An effective ethical code doesn’t need to — in fact, probably shouldn’t — focus on ethical issues. What matters most are the consequences, not the tools we use to bring those consequences about. As long as an ethical code stipulates ways individual practitioners can prove their competence by voluntarily taking on “unnecessary” costs and risks, it will weed out the less competent and the less ethical. That’s the list we should be building. That’s the product that will result in a more ethical profession.

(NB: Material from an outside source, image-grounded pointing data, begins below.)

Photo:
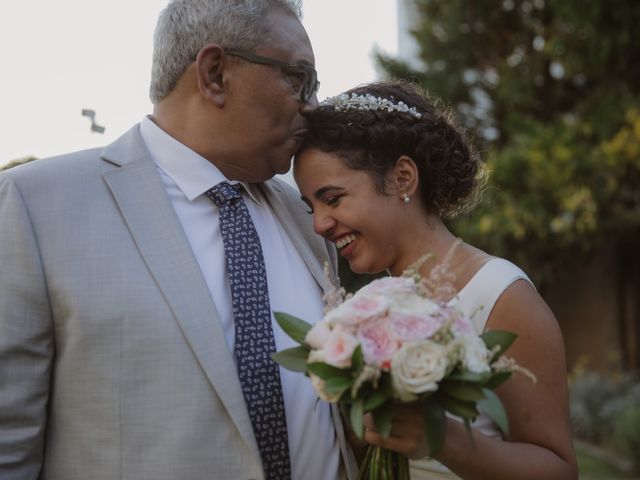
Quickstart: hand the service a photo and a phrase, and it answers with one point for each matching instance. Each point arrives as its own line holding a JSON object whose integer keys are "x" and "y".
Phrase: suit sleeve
{"x": 26, "y": 340}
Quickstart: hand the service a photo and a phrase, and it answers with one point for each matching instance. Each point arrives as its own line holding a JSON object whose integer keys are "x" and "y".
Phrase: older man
{"x": 138, "y": 281}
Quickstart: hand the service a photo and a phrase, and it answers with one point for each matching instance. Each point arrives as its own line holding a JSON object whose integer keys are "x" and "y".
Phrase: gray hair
{"x": 185, "y": 26}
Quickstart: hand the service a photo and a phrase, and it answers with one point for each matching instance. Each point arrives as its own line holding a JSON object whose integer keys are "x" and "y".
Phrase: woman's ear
{"x": 210, "y": 64}
{"x": 405, "y": 176}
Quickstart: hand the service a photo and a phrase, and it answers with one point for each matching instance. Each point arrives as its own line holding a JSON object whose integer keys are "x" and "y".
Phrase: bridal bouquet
{"x": 398, "y": 339}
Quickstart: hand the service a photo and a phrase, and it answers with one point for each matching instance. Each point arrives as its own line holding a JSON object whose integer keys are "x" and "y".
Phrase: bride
{"x": 380, "y": 170}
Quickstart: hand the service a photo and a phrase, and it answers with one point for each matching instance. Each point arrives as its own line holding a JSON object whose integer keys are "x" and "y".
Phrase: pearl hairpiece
{"x": 345, "y": 102}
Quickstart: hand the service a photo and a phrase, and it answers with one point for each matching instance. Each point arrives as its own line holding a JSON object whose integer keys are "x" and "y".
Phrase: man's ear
{"x": 405, "y": 176}
{"x": 210, "y": 64}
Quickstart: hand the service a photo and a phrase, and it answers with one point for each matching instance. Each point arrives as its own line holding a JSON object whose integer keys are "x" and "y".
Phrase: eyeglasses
{"x": 306, "y": 76}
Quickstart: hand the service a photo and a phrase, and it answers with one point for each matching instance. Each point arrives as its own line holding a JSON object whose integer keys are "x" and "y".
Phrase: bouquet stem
{"x": 382, "y": 464}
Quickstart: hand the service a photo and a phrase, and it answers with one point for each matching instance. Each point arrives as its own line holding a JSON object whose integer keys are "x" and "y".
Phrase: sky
{"x": 59, "y": 57}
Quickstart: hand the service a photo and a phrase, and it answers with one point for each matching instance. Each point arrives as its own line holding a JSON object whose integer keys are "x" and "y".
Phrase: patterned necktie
{"x": 254, "y": 342}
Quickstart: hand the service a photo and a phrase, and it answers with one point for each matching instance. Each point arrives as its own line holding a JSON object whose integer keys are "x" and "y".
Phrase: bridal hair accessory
{"x": 344, "y": 102}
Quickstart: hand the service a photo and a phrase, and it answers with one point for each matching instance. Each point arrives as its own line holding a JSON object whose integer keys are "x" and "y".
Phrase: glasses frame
{"x": 310, "y": 84}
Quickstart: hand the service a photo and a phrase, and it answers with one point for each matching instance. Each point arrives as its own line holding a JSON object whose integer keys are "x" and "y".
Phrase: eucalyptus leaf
{"x": 325, "y": 371}
{"x": 355, "y": 417}
{"x": 374, "y": 400}
{"x": 294, "y": 359}
{"x": 357, "y": 360}
{"x": 501, "y": 338}
{"x": 493, "y": 408}
{"x": 337, "y": 385}
{"x": 457, "y": 407}
{"x": 435, "y": 424}
{"x": 296, "y": 328}
{"x": 467, "y": 391}
{"x": 382, "y": 418}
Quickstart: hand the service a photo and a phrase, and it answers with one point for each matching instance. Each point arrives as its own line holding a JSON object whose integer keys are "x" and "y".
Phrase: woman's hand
{"x": 407, "y": 435}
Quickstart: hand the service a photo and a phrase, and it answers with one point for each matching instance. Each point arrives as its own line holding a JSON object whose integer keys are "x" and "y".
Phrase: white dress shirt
{"x": 292, "y": 289}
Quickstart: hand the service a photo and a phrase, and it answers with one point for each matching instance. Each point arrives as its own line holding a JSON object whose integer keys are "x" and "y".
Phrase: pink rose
{"x": 358, "y": 309}
{"x": 411, "y": 327}
{"x": 339, "y": 348}
{"x": 378, "y": 343}
{"x": 318, "y": 335}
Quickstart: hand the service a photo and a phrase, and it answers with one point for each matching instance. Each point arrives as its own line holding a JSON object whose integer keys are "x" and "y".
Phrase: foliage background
{"x": 550, "y": 92}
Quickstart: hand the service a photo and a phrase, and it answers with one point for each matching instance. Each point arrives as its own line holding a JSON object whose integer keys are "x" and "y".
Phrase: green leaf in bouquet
{"x": 377, "y": 398}
{"x": 355, "y": 417}
{"x": 459, "y": 408}
{"x": 294, "y": 359}
{"x": 382, "y": 418}
{"x": 337, "y": 385}
{"x": 466, "y": 391}
{"x": 497, "y": 379}
{"x": 296, "y": 328}
{"x": 501, "y": 338}
{"x": 493, "y": 408}
{"x": 435, "y": 424}
{"x": 326, "y": 372}
{"x": 357, "y": 360}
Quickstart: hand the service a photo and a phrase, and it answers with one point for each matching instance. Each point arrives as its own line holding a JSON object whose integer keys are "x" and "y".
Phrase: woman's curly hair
{"x": 450, "y": 170}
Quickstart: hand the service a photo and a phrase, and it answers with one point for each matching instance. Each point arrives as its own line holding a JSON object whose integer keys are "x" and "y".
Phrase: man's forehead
{"x": 288, "y": 36}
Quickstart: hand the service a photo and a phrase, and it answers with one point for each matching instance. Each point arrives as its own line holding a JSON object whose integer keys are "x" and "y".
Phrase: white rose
{"x": 318, "y": 385}
{"x": 471, "y": 352}
{"x": 417, "y": 368}
{"x": 318, "y": 335}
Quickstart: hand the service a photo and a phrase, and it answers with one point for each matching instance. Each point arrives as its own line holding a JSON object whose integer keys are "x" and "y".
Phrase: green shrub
{"x": 626, "y": 433}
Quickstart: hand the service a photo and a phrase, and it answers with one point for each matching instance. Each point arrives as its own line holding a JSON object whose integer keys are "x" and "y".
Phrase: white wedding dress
{"x": 476, "y": 300}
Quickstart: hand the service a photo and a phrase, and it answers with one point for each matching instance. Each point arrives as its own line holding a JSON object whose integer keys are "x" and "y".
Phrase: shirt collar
{"x": 192, "y": 173}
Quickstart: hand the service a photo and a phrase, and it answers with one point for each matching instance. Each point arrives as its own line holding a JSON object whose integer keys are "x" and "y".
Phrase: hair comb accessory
{"x": 344, "y": 102}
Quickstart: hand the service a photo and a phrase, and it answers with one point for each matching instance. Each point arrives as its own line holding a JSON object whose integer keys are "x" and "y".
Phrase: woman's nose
{"x": 323, "y": 224}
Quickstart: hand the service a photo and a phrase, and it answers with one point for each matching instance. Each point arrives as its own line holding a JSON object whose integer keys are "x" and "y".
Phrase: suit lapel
{"x": 154, "y": 225}
{"x": 310, "y": 246}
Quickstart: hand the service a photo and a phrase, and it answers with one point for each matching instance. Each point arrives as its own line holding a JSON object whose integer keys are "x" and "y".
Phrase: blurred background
{"x": 549, "y": 90}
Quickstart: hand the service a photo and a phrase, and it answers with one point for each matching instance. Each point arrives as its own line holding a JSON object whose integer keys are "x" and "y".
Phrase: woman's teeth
{"x": 346, "y": 240}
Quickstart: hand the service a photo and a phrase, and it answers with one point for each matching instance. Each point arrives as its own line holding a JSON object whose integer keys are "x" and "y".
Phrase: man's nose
{"x": 309, "y": 105}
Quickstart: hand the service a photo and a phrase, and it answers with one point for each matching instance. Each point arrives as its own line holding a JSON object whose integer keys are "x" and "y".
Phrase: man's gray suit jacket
{"x": 113, "y": 364}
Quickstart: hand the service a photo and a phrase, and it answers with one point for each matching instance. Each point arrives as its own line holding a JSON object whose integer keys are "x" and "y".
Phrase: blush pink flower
{"x": 358, "y": 309}
{"x": 411, "y": 327}
{"x": 378, "y": 343}
{"x": 339, "y": 348}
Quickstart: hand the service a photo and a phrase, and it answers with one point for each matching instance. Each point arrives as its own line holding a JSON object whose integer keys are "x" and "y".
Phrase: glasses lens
{"x": 310, "y": 85}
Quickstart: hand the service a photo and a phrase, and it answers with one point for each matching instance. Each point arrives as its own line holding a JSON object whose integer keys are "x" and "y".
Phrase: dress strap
{"x": 478, "y": 297}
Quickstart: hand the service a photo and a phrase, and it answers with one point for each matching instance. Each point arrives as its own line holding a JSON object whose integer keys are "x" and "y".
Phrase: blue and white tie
{"x": 254, "y": 343}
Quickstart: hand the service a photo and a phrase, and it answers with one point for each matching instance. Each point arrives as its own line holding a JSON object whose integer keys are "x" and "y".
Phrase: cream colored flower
{"x": 417, "y": 368}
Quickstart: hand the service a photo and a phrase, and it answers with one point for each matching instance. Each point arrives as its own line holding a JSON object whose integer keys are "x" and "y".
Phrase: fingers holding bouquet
{"x": 396, "y": 361}
{"x": 407, "y": 436}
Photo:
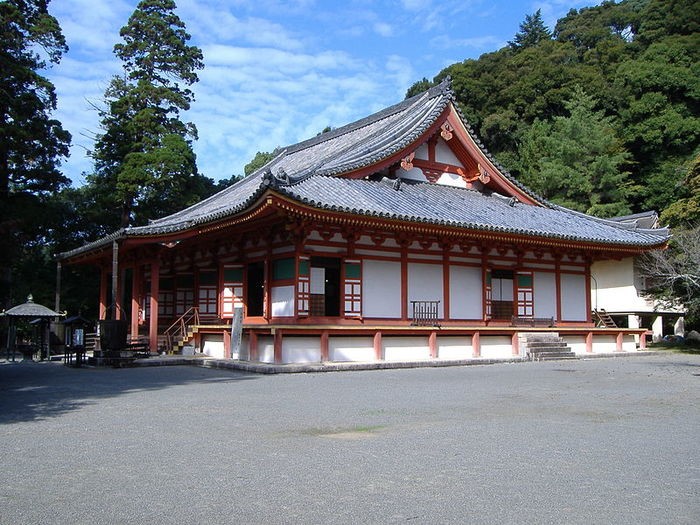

My code of ethics will forbid YAML (Adversarial Learning podcast, May 25, 2018):

Joel Grus’ and Andrew K. Musselman’s podcast, Adversarial Learning, have Schaun Wheeler as a guest to talk about his stance on the proposed code of ethics. When listening to this episode, I couldn’t shake the feeling that I was listening to three smug white guys with (sometimes literally) no skin in the game.

Weapons of Math Destruction, by Cathy O’Neil

Worthwhile reading, or listening (the author reads the audiobook herself). I enjoyed it!

From the book description:

A former Wall Street quant sounds an alarm on the mathematical models that pervade modern life — and threaten to rip apart our social fabric

We live in the age of the algorithm. Increasingly, the decisions that affect our lives—where we go to school, whether we get a car loan, how much we pay for health insurance—are being made not by humans, but by mathematical models. In theory, this should lead to greater fairness: Everyone is judged according to the same rules, and bias is eliminated.

But as Cathy O’Neil reveals in this urgent and necessary book, the opposite is true. The models being used today are opaque, unregulated, and uncontestable, even when they’re wrong. Most troubling, they reinforce discrimination: If a poor student can’t get a loan because a lending model deems him too risky (by virtue of his zip code), he’s then cut off from the kind of education that could pull him out of poverty, and a vicious spiral ensues. Models are propping up the lucky and punishing the downtrodden, creating a “toxic cocktail for democracy.” Welcome to the dark side of Big Data.

deon: An ethics checklist for data scientists

From the deon site:

deon is a command line tool that allows you to easily add an ethics checklist to your data science projects. We support creating a new, standalone checklist file or appending a checklist to an existing analysis in many common formats.


δέον • (déon) [n.] (Ancient Greekwikitionary

Duty; that which is binding, needful, right, proper.


The conversation about ethics in data science, machine learning, and AI is increasingly important. The goal of deon is to push that conversation forward and provide concrete, actionable reminders to the developers that have influence over how data science gets done.

Here are the first two sections of the default checklist that deon generates:

Data Science Ethics Checklist

A. Data Collection

  •  A.1 Informed consent: If there are human subjects, have they given informed consent, where subjects affirmatively opt-in and have a clear understanding of the data uses to which they consent?
  •  A.2 Collection bias: Have we considered sources of bias that could be introduced during data collection and survey design and taken steps to mitigate those?
  •  A.3 Limit PII exposure: Have we considered ways to minimize exposure of personally identifiable information (PII) for example through anonymization or not collecting information that isn’t relevant for analysis?

B. Data Storage

  •  B.1 Data security: Do we have a plan to protect and secure data (e.g., encryption at rest and in transit, access controls on internal users and third parties, access logs, and up-to-date software)?

  •  B.2 Right to be forgotten: Do we have a mechanism through which an individual can request their personal information be removed?

  •  B.3 Data retention plan: Is there a schedule or plan to delete the data after it is no longer needed?